I’ve seen tube counters on Naito in the past. PBOT has the stats. I don’t know if they have bike counts for the waterfront trail, though.
See this 2018 BikePortland article that says that “people bicycling were twice as likely to ride Better Naito than the Waterfront Trail”. And the 2017 PBOT report that is the basis for the article.
The question then is – do we want twice as many people riding on the waterfront trail? I’d guess not. More options for cyclists with differing abilities, levels of comfort, and objections = better.
A “receptive ear” is quite different than an elected leader/advocate. I respect and appreciate the work that people have put into realizing the PBL on Naito. I also hope it does not give the impression that Chloe or PBOT has been a champion for change. My hope is that transportation safety advocates withhold their votes until a candidate declares their support for building a citywide network of protected bike lanes. Instead of settling for the least worst candidate, provide an acceptable minimum threshold that earns our votes.
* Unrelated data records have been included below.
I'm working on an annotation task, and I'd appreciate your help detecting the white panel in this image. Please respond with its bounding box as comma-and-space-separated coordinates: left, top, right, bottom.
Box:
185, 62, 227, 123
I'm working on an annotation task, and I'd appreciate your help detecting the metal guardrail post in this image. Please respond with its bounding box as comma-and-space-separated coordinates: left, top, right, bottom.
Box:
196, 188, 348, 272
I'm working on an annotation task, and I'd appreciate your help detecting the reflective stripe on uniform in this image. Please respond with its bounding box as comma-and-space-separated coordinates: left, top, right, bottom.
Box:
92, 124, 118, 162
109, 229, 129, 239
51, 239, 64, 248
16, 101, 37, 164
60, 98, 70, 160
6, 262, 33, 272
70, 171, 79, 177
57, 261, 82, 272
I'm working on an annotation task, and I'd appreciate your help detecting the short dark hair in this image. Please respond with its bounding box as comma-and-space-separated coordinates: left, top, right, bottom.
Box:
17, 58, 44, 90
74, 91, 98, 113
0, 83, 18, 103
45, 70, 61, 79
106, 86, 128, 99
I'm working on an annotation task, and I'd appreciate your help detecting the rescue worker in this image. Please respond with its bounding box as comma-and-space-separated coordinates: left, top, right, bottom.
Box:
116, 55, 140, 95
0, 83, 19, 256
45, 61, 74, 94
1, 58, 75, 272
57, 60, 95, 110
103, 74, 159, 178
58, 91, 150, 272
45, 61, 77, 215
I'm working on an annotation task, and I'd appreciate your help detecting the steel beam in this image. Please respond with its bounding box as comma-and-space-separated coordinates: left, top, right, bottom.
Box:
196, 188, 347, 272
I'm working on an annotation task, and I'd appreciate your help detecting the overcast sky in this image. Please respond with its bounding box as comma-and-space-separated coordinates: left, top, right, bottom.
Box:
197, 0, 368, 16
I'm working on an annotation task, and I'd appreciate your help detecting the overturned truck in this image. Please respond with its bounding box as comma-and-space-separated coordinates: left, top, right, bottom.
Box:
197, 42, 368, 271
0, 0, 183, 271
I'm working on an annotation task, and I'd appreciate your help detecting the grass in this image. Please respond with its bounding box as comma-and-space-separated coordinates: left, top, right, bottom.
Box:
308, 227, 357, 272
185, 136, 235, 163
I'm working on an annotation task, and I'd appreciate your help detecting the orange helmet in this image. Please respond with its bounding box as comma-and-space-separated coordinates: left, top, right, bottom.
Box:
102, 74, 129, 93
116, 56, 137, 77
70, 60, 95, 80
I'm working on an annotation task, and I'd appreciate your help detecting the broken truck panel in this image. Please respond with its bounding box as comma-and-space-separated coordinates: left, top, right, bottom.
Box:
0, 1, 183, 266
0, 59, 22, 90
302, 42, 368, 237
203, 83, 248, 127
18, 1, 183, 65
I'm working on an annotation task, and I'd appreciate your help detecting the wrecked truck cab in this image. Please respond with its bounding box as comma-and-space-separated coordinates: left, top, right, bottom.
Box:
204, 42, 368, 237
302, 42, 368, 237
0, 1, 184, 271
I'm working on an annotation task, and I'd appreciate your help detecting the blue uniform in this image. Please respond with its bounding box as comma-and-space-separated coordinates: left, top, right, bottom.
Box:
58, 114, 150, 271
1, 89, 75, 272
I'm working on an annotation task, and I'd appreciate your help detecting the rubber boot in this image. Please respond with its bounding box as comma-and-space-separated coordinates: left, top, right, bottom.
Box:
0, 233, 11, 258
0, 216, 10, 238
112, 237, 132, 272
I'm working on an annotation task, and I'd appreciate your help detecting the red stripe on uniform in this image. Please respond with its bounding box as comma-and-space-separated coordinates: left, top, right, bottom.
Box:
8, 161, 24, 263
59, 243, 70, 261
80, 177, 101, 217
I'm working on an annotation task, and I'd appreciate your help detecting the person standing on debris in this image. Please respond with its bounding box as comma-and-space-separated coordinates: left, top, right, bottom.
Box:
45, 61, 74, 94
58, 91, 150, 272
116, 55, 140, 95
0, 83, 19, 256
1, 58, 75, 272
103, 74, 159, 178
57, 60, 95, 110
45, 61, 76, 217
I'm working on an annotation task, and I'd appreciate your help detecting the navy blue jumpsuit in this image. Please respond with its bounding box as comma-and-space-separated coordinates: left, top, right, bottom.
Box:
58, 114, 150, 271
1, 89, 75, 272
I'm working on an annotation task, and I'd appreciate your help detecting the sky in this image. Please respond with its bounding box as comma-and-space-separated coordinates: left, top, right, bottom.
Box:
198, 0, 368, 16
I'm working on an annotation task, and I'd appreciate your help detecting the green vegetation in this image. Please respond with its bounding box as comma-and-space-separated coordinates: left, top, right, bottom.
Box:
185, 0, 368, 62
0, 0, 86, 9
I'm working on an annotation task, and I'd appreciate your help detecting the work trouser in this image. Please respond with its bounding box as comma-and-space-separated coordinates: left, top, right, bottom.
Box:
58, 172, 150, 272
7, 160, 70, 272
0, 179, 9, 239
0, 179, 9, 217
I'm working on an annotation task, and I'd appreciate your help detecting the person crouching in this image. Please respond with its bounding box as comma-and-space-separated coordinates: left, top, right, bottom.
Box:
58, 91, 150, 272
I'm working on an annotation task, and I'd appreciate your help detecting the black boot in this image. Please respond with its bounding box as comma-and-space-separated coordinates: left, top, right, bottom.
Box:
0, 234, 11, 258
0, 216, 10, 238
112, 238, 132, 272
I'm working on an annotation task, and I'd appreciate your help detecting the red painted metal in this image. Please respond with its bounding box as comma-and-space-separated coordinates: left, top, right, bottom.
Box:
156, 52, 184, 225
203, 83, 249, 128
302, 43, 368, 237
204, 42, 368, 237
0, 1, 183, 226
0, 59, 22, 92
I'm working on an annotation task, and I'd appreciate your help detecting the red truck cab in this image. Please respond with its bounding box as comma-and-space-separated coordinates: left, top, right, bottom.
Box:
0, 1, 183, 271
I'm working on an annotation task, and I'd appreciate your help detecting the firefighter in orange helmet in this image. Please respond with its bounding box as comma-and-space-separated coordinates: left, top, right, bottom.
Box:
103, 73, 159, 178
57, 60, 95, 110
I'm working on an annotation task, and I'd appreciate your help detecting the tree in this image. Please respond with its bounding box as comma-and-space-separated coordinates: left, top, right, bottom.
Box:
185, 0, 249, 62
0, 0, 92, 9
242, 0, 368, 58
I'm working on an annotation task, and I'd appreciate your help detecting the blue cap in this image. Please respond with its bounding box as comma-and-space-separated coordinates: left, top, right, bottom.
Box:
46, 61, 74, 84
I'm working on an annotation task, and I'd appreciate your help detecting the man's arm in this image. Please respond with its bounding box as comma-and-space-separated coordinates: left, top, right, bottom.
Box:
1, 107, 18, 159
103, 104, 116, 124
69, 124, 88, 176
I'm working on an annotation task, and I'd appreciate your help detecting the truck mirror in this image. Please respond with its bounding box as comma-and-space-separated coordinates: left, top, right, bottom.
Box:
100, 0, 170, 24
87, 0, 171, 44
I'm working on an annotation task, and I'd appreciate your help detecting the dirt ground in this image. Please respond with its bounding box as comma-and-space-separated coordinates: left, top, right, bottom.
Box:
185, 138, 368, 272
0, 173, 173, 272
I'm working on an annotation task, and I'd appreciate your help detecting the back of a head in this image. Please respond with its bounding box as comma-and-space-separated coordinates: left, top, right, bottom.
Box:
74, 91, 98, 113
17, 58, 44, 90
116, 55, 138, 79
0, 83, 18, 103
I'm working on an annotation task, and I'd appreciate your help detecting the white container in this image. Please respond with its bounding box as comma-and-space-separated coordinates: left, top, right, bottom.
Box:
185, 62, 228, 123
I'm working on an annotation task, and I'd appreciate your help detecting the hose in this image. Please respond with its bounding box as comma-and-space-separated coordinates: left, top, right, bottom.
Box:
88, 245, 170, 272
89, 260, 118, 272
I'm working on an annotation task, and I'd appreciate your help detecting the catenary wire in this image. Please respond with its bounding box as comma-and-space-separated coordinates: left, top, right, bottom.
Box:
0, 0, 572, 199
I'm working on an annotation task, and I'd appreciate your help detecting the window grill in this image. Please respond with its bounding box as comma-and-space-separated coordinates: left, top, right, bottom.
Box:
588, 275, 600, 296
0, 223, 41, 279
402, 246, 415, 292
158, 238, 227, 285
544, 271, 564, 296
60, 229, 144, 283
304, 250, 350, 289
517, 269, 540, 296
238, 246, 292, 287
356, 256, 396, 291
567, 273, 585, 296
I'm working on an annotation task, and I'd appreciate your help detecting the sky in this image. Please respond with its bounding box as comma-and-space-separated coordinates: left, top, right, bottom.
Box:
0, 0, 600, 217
Given the success of Better Naito, y’all might want to pursue tactics that don’t solely rely on elected city councilors and dithering PBOT leadership to get important stuff done.
I hear you David. Portland does not lack advocates. It does not lack for demonstrations (eg E Broadway, 4th). IMO it lacks political leaders, a solid money-backed safety-oriented advocacy nonprofit (eg Transalt in NYC), and cohesion. There are alot of people who bike and still believe in urban vehicular cycling. It’s one of those religions that hasn’t died off yet.
Looking at the Portland Bicycle master plan, I’d say that Portland also lacks a cohesive vision of what exactly the bike community wants (or wanted when it was passed). Not only were protected bike lanes and intersections missing from the plan, but SW and East Portland were deliberately under-evaluated. I see no big ideas in the plan, just a large collection of minor upgrades, which is essentially what PBOT has been doing ever since.
Exactly why I mentioned “vehicular cycling.” It is bewildering to me how many people who bike are against PBLs on simple, ego-centric, and anecdotal experience.
In most of the communities I’ve lived in (Portland being a major exception), those who drive and bike for recreation tend to be most tolerant of poor on-street infrastructure but most insistent for off-street paved bike paths, the most expensive (and least effective) type of bike infrastructure, as well as rural paved shoulders. Those who bike for transportation, whether they drive or not, seem to prefer painted bike lanes everywhere, even on low-volume streets that don’t need them and on fast arterial streets where they are dangerous to have. I’ve met very few cyclists that have ever used PBLs or even BBLs – I often find myself having to explain what they are, what kinds of roads they are most appropriate for, etc. I still find it amazing how few cyclists visit other cities and observe the infrastructure there, especially in innovative cities like DC, NYC, Chicago, or Seattle, or even overseas. I meet cyclists who have gone to such cities, but they somehow never observed the infrastructure there – they are of course driving their cars everywhere during their visits and literally don’t see what they are not looking for.